So.
Yesterday a very talented, hard-working creative person died, in circumstances that suggest suicide. And today I see lots of people posting suicide hot line numbers and clips from Aladdin or The Dead Poet's Society. And the one time I look at comments, inevitably (why do I ever look at comments on news stories?) some troll condemns him as selfish and weak; and pretty soon somebody's going to turn up the old chestnut about how creativity and mental illness go hand in hand. And by the time the autopsy's done it'll be too late - there'll already be an Official Public Version of the death, shellacked hard, and everyone will know what moral to point from this.
And it'll all be crap, because you know what doesn't get talked about?
The ways in which we in America (and other places, but I am American and have even less control over what happens in the rest of the world than I do here) treat creative people in order to drive them crazy. The way we take it for granted that creativity is madness (when all the people with mental disorders I know who are sufficiently self-aware to have an opinion agree, that creativity is the opposite of madness); and treat it also as a moral failing, and go and do things that make it punishingly hard to make a living creatively. Like, structuring the economy and intellectual property law so that it's easier for corporations to make money off of a creative work than those who do the creating do. So that a creator has to spend far more time and energy on promotion and public image than creation.
Like the way we treat creative work as less valuable than other kinds of work, demanding to be entertained 24/7 at no cost, or at absolute minimum cost. I have been told to my face that I should be grateful to be read, rather than hoping to be paid enough to cover expenses, let alone make a living at it; every day, authors and illustrators are asked to allow their work to be used for a payment of "exposure." You can't pay the electric bill with "exposure," y'all - sorry.
Like the way we put pressure on creative people to be creative but not too creative; to be creative and personally accessible and to give not just our work but our time, our attention, our personalities, to the world. Which will then feel free to judge what we do and say, and how we look, and how we match up to other people's fantasies about the creative life, without mercy.
The way we are told that because we are creative we must also be depressed, or abusers of substances, or obsessively devoted to our art; and that depression, substance abuse, and obsession are all moral failings.
The way we can't get good mental health services because (I speak from experience here) counselors don't know what they're doing; don't understand, even, that what they do best is to help people understand the mechanisms of their own malfunctions based on a huge database of similar malfunctions; and that this approach works best on people who fall within the thick parts of the bell curves generated by that data.
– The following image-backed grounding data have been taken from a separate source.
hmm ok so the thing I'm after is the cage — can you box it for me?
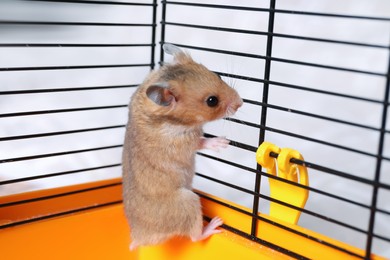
[0,0,389,259]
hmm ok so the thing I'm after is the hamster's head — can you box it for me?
[140,44,243,127]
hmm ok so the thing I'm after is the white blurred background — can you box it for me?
[0,0,389,258]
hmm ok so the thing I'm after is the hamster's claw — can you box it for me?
[200,137,230,152]
[191,217,224,242]
[129,241,138,251]
[205,217,223,235]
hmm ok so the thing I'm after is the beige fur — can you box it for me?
[122,44,242,249]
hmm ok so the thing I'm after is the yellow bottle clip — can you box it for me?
[256,142,309,225]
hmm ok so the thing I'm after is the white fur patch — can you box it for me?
[160,122,195,136]
[196,115,205,122]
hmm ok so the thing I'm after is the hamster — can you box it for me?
[122,43,243,250]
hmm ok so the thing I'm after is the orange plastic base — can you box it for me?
[0,204,289,260]
[0,179,385,260]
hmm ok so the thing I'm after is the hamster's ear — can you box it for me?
[163,43,182,56]
[146,82,176,107]
[163,43,193,64]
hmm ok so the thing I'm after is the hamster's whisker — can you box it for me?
[225,107,236,118]
[225,112,248,127]
[230,78,236,90]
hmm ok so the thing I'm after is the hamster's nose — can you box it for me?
[233,98,243,111]
[226,98,243,117]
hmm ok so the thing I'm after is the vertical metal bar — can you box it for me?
[159,0,167,64]
[251,0,276,237]
[365,45,390,259]
[150,0,158,70]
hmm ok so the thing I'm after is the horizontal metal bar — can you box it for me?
[197,151,257,174]
[216,71,383,104]
[167,42,267,59]
[164,1,390,21]
[198,193,365,259]
[199,170,390,242]
[203,133,258,152]
[242,98,381,132]
[162,1,269,13]
[377,207,390,215]
[223,224,310,259]
[0,43,153,48]
[163,21,388,49]
[23,0,156,6]
[270,152,374,186]
[197,195,311,260]
[197,152,374,212]
[0,104,127,118]
[373,233,390,243]
[0,21,154,27]
[0,164,121,185]
[264,125,389,161]
[0,144,123,164]
[270,56,386,77]
[275,8,390,22]
[225,116,380,159]
[266,79,384,105]
[272,32,389,49]
[0,84,138,95]
[268,151,390,190]
[166,43,386,77]
[203,133,390,189]
[225,116,388,161]
[163,21,268,35]
[197,172,368,235]
[0,200,122,229]
[227,118,386,161]
[0,63,151,72]
[0,182,122,208]
[0,125,126,142]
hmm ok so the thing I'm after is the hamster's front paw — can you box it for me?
[200,137,230,152]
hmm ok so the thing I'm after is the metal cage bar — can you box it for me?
[0,0,157,225]
[161,1,390,259]
[365,44,390,258]
[251,0,276,240]
[0,1,389,259]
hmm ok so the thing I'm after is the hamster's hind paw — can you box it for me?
[191,217,224,242]
[204,217,223,235]
[129,242,138,251]
[200,137,230,152]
I have never been to a counselor whose generalizations applied to me. I don't react the way most people do; therefore, advice based on the expected reactions is irrelevant. If those of us on the skinny parts of the bell curve are to be saved, we have to save ourselves. No one is helping us.
How many of the people who bring us pleasure, insight, joy, and escape have to go through this wringer and get spat out dead before their times before we stop doing this?
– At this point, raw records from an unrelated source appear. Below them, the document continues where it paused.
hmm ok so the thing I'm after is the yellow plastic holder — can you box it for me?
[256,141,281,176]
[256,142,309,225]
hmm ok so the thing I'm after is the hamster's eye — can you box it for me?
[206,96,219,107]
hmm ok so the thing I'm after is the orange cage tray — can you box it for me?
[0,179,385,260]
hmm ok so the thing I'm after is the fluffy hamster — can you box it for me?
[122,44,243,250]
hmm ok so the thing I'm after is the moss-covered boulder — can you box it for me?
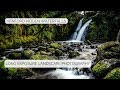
[97,41,120,60]
[50,43,61,49]
[47,48,55,53]
[92,60,109,78]
[8,53,21,59]
[69,51,80,58]
[104,68,120,79]
[30,54,49,60]
[55,49,63,56]
[97,41,119,51]
[23,50,34,59]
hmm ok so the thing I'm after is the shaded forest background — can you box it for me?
[0,10,120,50]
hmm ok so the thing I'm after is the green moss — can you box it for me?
[30,54,49,60]
[23,50,34,59]
[98,41,119,51]
[30,54,41,60]
[50,43,61,49]
[47,48,55,53]
[104,68,120,79]
[92,61,109,77]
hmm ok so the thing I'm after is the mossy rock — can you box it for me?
[30,54,41,60]
[38,46,46,51]
[47,48,55,53]
[55,49,63,56]
[40,51,49,55]
[97,41,119,51]
[110,45,120,53]
[69,51,80,58]
[92,61,109,78]
[8,53,21,59]
[0,60,32,79]
[102,51,113,59]
[23,50,34,59]
[30,54,49,60]
[50,43,61,49]
[104,68,120,79]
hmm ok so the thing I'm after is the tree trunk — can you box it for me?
[117,30,120,42]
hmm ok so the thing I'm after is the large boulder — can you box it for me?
[104,68,120,79]
[92,58,120,78]
[92,60,109,78]
[97,41,120,60]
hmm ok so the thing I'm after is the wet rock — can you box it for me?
[90,45,96,49]
[67,46,74,51]
[91,53,97,55]
[8,52,22,59]
[69,51,80,58]
[55,49,63,56]
[40,51,49,55]
[38,46,46,51]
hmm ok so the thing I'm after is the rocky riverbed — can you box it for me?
[0,41,120,79]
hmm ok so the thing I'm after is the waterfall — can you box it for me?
[70,18,84,40]
[46,18,94,79]
[76,19,92,41]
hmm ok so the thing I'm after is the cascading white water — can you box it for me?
[70,18,84,40]
[46,19,94,79]
[76,19,92,41]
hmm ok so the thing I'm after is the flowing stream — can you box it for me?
[43,18,97,79]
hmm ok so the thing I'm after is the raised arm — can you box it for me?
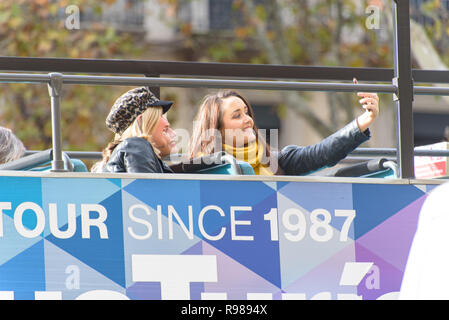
[354,78,380,132]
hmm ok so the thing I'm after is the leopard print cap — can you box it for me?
[106,87,173,135]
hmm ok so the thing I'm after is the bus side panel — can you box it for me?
[0,176,429,300]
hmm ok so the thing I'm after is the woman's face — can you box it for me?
[220,96,256,147]
[152,115,178,157]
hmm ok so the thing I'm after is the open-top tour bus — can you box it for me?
[0,0,448,300]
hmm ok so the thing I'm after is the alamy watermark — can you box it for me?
[169,127,280,174]
[63,3,381,31]
[365,4,381,30]
[65,5,80,30]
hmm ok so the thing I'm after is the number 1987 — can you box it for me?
[264,208,356,242]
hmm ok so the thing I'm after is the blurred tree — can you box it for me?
[0,0,145,156]
[395,0,449,106]
[159,0,392,138]
[2,0,447,159]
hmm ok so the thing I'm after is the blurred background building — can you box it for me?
[1,0,449,167]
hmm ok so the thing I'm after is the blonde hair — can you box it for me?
[92,106,163,172]
[0,127,25,164]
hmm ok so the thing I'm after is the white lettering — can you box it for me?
[376,291,399,300]
[0,202,11,237]
[0,258,397,300]
[168,205,193,240]
[365,5,380,30]
[263,208,279,241]
[81,204,108,239]
[310,292,332,300]
[340,262,374,286]
[132,254,217,300]
[247,293,272,300]
[201,292,227,300]
[65,5,80,30]
[281,293,306,300]
[35,291,62,300]
[1,202,108,239]
[128,204,152,240]
[49,203,77,239]
[157,205,163,239]
[198,205,226,241]
[181,304,216,317]
[335,209,356,241]
[14,202,45,238]
[365,264,380,289]
[337,293,363,300]
[230,206,253,241]
[0,292,14,300]
[76,290,129,300]
[65,265,80,290]
[282,208,307,242]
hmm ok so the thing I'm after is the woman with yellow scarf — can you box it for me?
[188,88,379,176]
Before we stop doing things to depressed people that make them worse?
Before we stop doing things to people, ordinary or extraordinary, that make them depressed?
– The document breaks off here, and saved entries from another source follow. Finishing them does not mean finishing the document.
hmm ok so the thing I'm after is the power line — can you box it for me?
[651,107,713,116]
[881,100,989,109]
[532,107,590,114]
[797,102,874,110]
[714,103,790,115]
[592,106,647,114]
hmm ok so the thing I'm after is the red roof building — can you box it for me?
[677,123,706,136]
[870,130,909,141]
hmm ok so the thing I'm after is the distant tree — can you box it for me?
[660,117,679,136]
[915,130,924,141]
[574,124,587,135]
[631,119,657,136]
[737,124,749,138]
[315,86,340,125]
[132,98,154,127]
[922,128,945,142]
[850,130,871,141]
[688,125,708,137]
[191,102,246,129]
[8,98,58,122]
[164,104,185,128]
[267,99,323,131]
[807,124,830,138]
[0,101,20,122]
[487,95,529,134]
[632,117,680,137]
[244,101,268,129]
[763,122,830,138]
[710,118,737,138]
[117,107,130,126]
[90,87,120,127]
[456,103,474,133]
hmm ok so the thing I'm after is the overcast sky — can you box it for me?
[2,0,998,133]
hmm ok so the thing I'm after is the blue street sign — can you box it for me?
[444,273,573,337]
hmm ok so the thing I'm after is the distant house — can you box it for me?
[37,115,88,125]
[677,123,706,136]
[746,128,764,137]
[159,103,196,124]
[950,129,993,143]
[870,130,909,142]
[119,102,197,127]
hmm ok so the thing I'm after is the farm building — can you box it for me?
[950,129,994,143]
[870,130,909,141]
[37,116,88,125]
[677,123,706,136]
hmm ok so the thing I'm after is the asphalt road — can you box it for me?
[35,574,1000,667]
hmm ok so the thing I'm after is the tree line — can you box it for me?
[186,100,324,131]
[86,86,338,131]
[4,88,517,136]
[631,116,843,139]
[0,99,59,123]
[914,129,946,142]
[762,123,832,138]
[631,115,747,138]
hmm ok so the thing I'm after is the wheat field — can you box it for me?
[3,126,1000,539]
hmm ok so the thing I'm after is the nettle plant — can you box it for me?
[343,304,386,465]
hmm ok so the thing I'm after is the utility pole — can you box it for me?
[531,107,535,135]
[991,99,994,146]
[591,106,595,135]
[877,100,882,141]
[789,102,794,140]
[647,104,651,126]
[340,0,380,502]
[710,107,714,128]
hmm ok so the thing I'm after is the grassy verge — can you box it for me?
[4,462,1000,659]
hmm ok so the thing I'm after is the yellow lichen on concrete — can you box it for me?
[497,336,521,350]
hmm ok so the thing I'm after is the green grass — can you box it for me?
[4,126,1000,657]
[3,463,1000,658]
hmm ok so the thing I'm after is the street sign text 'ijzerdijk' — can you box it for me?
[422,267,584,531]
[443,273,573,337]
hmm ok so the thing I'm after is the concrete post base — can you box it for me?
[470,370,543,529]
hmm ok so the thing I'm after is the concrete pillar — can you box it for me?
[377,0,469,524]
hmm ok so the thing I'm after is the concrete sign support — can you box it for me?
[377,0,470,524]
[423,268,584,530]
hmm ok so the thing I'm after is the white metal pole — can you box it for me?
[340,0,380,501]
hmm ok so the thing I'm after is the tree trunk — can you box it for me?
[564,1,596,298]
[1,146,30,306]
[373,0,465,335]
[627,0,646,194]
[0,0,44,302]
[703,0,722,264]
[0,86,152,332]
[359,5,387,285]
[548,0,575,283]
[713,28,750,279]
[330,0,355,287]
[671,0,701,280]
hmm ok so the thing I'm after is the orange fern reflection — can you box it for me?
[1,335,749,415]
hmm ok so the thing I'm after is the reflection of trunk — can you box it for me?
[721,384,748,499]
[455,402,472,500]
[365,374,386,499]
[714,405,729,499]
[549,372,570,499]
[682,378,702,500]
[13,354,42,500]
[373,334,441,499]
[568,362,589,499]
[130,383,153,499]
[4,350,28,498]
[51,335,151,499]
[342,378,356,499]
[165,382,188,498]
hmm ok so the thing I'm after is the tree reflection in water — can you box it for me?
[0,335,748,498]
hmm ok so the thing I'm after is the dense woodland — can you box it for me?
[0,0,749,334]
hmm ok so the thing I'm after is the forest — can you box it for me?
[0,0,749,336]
And yes, I know - (believe me, I know!) that depression is a physical problem. I was born with a biological tendency to depression. I've been there, I've done that, I've taken the bottle full of pills - and, thanks to a confirmed habit of introspective intellectation and emotional honesty(for which I have been punished all my life by most of the people I've come into contact with), I was able to pull back in time. Nobody gets the credit for saving me, but me (and the wonderfully calm nurse in the emergency room who knew exactly how to make me throw it all up). Which makes me reject any attempt to blame a suicide who didn't save herself. The odds were stacked against me and against everyone else in this position.
A clinically depressed person can be in an ideal situation and still get depressed (and be even more depressed because she can see her situation is ideal so she must be fundamentally wrong to feel so bad and clearly something as wrong as her has no right to clutter up this ideal situation), just as a non-smoker can get cancer without smoking. But natural biological tendencies are exacerbated by environment; and the environment of American society is toxic for depressives.
So toxic that it is easy to translate "circumstances suggestive of suicide" in the case of someone fantastically talented and with a gift for making people laugh, into a firm judgement at first sight, in the absence of any details, in the absence of any right to make a judgement.
And it's because we will not face up to this that we keep being toxic. Nor is that the only thing of which this is true. We are still racist because we won't face up realistically to our racism; we are still sexist because we won't face it; we are still unprepared for global warming because we'd rather drown than face the fact that we're going to drown; we perpetuate evil because we keep looking for evil out there in things and people we can't control instead of looking for the evils we can control. Our own.
We are all society and we should knock this crap off.
And that will remain true whatever Mr. Williams's autopsy tells us about he, as an individual, died.